In the IL-17R signaling pathway, IL-17R and Act1 form a complex with a homotypical interaction between their conserved SEFIR domains in the cytoplasm; the complex is increased in an IL-17–dependent manner (Qian et al., 2007). Interaction of Act1 with IKKi promotes Act1 phosphorylation upon IL-17 stimulation (Bulek et al., 2011). TBK1 can also phosphorylate Act1 and cause enhanced NF-κB activation in the IL-17R signaling pathway (Qu et al., 2012). IL-17 stimulation induces formation of an Act1–RNA protein complex in both nucleus and cytoplasm, which stabilized mRNAs of inflammatory genes (Herjan et al., 2018), indicating that Act1 is a major signal transducer for IL-17R signaling. Activated Act1 encounters Regnase-1 on the ER when stimulated with IL-17. This engagement promotes Regnase-1 phosphorylation by TBK1 and IKKi, thereby reinforcing Regnase-1 translocation from the ER to the cytoplasm and inhibiting its mRNA degradation ability.
Previous studies have shown that Regnase-1 can act as a negative regulator for IL-17R signaling by destabilizing several mRNAs involved in the IL-17 response, and that it contributes to the suppression of Th17 cell–associated autoimmune diseases (Jeltsch et al., 2014; Garg et al., 2015; Monin et al., 2017).
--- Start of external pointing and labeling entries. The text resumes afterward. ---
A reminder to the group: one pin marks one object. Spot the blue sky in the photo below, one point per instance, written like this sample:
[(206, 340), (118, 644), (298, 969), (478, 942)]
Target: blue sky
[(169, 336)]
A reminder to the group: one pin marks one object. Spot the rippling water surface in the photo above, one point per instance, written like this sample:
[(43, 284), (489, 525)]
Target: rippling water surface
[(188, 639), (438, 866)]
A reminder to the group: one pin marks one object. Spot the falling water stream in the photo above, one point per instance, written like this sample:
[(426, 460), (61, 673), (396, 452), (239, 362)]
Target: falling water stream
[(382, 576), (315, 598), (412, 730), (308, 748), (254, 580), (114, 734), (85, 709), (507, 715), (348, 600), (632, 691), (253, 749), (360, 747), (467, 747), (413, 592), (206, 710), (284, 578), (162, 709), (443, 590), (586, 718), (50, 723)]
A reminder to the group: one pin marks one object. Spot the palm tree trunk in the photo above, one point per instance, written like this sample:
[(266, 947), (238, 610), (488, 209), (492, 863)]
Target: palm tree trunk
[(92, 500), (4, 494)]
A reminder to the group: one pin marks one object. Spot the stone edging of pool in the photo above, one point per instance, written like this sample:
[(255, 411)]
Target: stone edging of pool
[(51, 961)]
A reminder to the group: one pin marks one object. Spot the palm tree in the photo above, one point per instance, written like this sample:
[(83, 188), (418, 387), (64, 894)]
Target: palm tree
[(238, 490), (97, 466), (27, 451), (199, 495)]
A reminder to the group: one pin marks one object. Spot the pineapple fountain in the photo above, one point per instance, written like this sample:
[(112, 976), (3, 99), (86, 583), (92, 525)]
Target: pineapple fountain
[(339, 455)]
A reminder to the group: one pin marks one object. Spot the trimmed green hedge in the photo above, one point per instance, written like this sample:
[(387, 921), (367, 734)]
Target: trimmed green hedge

Indeed, Regnase-1 is highly expressed in injured tissues of psoriatic patients (Monin et al., 2017). We have revealed a new dimension to the Regnase-1–mediated mRNA regulation, which is controlled by its phosphorylation. This mechanism may explain why Regnase-1 cannot suppress autoimmune inflammation, regardless of excess expression. Our model suggests that Regnase-1 is constitutively phosphorylated and inactivated in injured tissues of autoimmune patients, which are exposed to proinflammatory cytokines (e.g., members of the IL-1 family, as well as IL-17).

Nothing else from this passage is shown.